Namun, langkah ini tidak selalu menjadi solusi terbaik. Proses hukum formal dapat menyebabkan anak merasa terstigma dan kehilangan rasa percaya diri. Oleh karena itu, pendekatan yang lebih efektif adalah melalui edukasi serta rekonsiliasi.
Dalam sistem restorative justice, konflik anak diselesaikan dengan cara memulihkan hubungan antara pihak -pihak yang bertikai.
Proses ini melibatkan dialog yang difasilitasi oleh pihak ketiga yang netral, seperti konselor atau tokoh masyarakat.

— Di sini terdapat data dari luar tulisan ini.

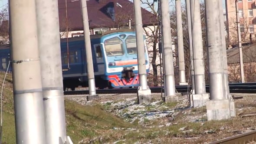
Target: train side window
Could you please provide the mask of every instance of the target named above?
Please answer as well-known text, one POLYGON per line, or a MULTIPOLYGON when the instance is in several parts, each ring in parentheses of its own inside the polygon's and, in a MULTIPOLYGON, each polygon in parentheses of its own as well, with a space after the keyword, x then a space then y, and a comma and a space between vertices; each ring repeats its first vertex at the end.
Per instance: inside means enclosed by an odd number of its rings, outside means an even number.
POLYGON ((68 64, 68 53, 63 52, 61 55, 61 62, 62 64, 68 64))
POLYGON ((2 59, 2 66, 3 69, 7 69, 7 63, 6 62, 6 58, 2 59))
POLYGON ((101 58, 102 57, 102 48, 100 45, 96 46, 95 46, 95 50, 96 51, 96 57, 101 58))
POLYGON ((70 63, 76 63, 77 62, 77 52, 69 52, 69 60, 70 63))

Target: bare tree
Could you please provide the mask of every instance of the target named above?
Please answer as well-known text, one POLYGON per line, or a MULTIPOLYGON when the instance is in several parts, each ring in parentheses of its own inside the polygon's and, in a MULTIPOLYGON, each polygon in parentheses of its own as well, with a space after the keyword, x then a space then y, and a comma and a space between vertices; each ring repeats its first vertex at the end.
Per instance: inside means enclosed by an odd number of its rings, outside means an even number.
MULTIPOLYGON (((240 19, 240 29, 241 38, 242 42, 249 41, 249 35, 250 33, 250 24, 252 23, 252 19, 244 16, 240 19)), ((233 18, 230 20, 229 23, 229 31, 230 33, 230 43, 233 45, 238 43, 237 26, 236 19, 233 18)))
POLYGON ((0 43, 9 42, 8 5, 0 11, 0 43))

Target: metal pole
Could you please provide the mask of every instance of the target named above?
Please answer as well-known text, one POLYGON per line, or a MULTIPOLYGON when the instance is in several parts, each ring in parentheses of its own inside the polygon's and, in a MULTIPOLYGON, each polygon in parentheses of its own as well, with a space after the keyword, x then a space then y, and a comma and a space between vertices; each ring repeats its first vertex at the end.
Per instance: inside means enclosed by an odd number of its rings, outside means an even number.
POLYGON ((36 6, 46 143, 59 144, 66 134, 58 0, 36 0, 36 6))
POLYGON ((223 70, 225 82, 226 99, 228 99, 230 97, 230 87, 229 86, 227 61, 226 59, 226 36, 225 35, 225 26, 224 23, 224 16, 223 16, 222 0, 219 0, 219 3, 220 5, 220 32, 221 32, 221 43, 222 45, 222 50, 223 52, 223 70))
POLYGON ((185 75, 185 62, 184 60, 184 48, 183 47, 183 32, 182 17, 181 0, 175 0, 177 25, 177 37, 178 39, 178 58, 179 64, 179 76, 180 85, 187 85, 185 75))
POLYGON ((190 54, 190 64, 191 69, 191 79, 192 92, 195 91, 195 79, 194 78, 194 65, 193 61, 193 47, 192 37, 192 27, 191 16, 194 11, 190 13, 190 0, 186 0, 186 12, 187 13, 187 31, 189 38, 189 50, 190 54))
POLYGON ((211 100, 225 99, 223 49, 219 0, 205 1, 208 59, 211 100))
POLYGON ((129 18, 128 21, 128 29, 131 29, 131 19, 129 18))
POLYGON ((162 23, 162 43, 164 70, 164 98, 169 101, 175 95, 174 63, 171 44, 171 35, 168 0, 161 0, 161 13, 162 23), (169 97, 169 98, 168 98, 169 97))
MULTIPOLYGON (((80 0, 82 13, 83 24, 84 26, 84 35, 85 42, 85 49, 86 55, 86 64, 87 66, 87 73, 88 75, 88 83, 89 85, 89 97, 98 97, 96 94, 95 81, 94 79, 94 71, 91 47, 91 39, 89 28, 89 20, 87 13, 86 0, 80 0)), ((92 98, 92 97, 91 98, 92 98)), ((90 98, 89 98, 90 99, 90 98)))
POLYGON ((202 94, 206 91, 200 4, 199 0, 191 0, 190 2, 195 93, 202 94))
POLYGON ((35 0, 10 0, 17 144, 46 144, 35 0))
POLYGON ((140 0, 134 0, 133 5, 135 17, 136 40, 137 48, 138 70, 139 86, 138 89, 138 103, 150 103, 151 101, 151 91, 148 86, 146 60, 145 59, 145 46, 142 27, 142 19, 140 0))
POLYGON ((236 23, 237 23, 237 36, 238 37, 238 45, 239 47, 239 59, 240 61, 240 74, 241 74, 241 82, 244 82, 244 74, 243 72, 243 51, 242 49, 242 40, 240 31, 240 18, 237 0, 235 0, 236 10, 236 23))

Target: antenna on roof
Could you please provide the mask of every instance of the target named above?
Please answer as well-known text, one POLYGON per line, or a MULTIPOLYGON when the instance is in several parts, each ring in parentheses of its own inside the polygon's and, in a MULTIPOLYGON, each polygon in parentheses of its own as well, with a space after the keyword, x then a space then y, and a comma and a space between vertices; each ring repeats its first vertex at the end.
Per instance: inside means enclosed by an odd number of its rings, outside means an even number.
POLYGON ((120 4, 118 3, 115 3, 115 4, 116 4, 117 6, 119 7, 120 7, 122 8, 122 6, 121 4, 120 4))

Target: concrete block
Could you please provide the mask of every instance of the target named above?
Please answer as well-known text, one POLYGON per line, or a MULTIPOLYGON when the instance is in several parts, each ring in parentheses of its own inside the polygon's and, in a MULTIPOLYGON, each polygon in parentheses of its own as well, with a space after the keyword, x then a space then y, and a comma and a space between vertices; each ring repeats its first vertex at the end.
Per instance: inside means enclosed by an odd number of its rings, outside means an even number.
POLYGON ((230 101, 230 116, 231 117, 235 117, 236 116, 236 112, 235 101, 230 101))
POLYGON ((164 98, 164 102, 179 101, 179 97, 177 95, 166 96, 164 96, 163 98, 164 98))
POLYGON ((209 100, 209 97, 208 93, 192 95, 193 108, 199 108, 205 105, 206 101, 209 100))
POLYGON ((231 118, 228 99, 207 101, 206 109, 208 121, 221 120, 231 118))
POLYGON ((149 88, 146 90, 141 90, 139 88, 137 93, 138 104, 148 104, 152 102, 151 90, 149 88))
POLYGON ((87 101, 91 101, 94 99, 99 98, 99 96, 98 96, 98 95, 87 95, 86 96, 86 98, 87 98, 87 101))
POLYGON ((193 95, 189 95, 189 102, 190 103, 190 107, 193 108, 193 95))
POLYGON ((188 84, 187 82, 180 82, 179 83, 179 85, 188 85, 188 84))

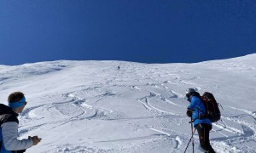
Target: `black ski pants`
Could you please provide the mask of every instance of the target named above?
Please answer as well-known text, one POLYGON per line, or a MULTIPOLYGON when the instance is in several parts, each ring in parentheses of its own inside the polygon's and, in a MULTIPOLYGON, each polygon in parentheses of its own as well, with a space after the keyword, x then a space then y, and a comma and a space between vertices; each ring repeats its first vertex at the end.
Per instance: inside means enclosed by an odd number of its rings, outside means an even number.
POLYGON ((215 153, 212 145, 210 144, 209 133, 212 126, 205 123, 196 125, 196 129, 199 136, 200 145, 207 153, 215 153))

Edukasi menjadi elemen penting dalam pendekatan ini. Anak – anak diajarkan untuk memahami dampak tindakan mereka, meminta maaf dan memperbaiki kesalahan yang telah dilakukan.
Selain itu, mereka juga diajak untuk mengembangkan keterampilan sosial yang dapat mencegah terjadinya konflik di masa depan”, kata Fuad Dwiyono, Ketum di dampingi A.S Agus Samudra, Sekjen Rumah Perlindungan Perempuan dan Anak Indonesia (RPPAI) saat wawancara bersama media, Minggu (24/11/24).
Dengan mengutamakan edukasi dan rekonsiliasi, konflik anak dapat diselesaikan secara damai tanpa harus merusak masa depan mereka.
Pendekatan ini juga membantu menciptakan masyarakat yang lebih harmonis dan toleran.(red)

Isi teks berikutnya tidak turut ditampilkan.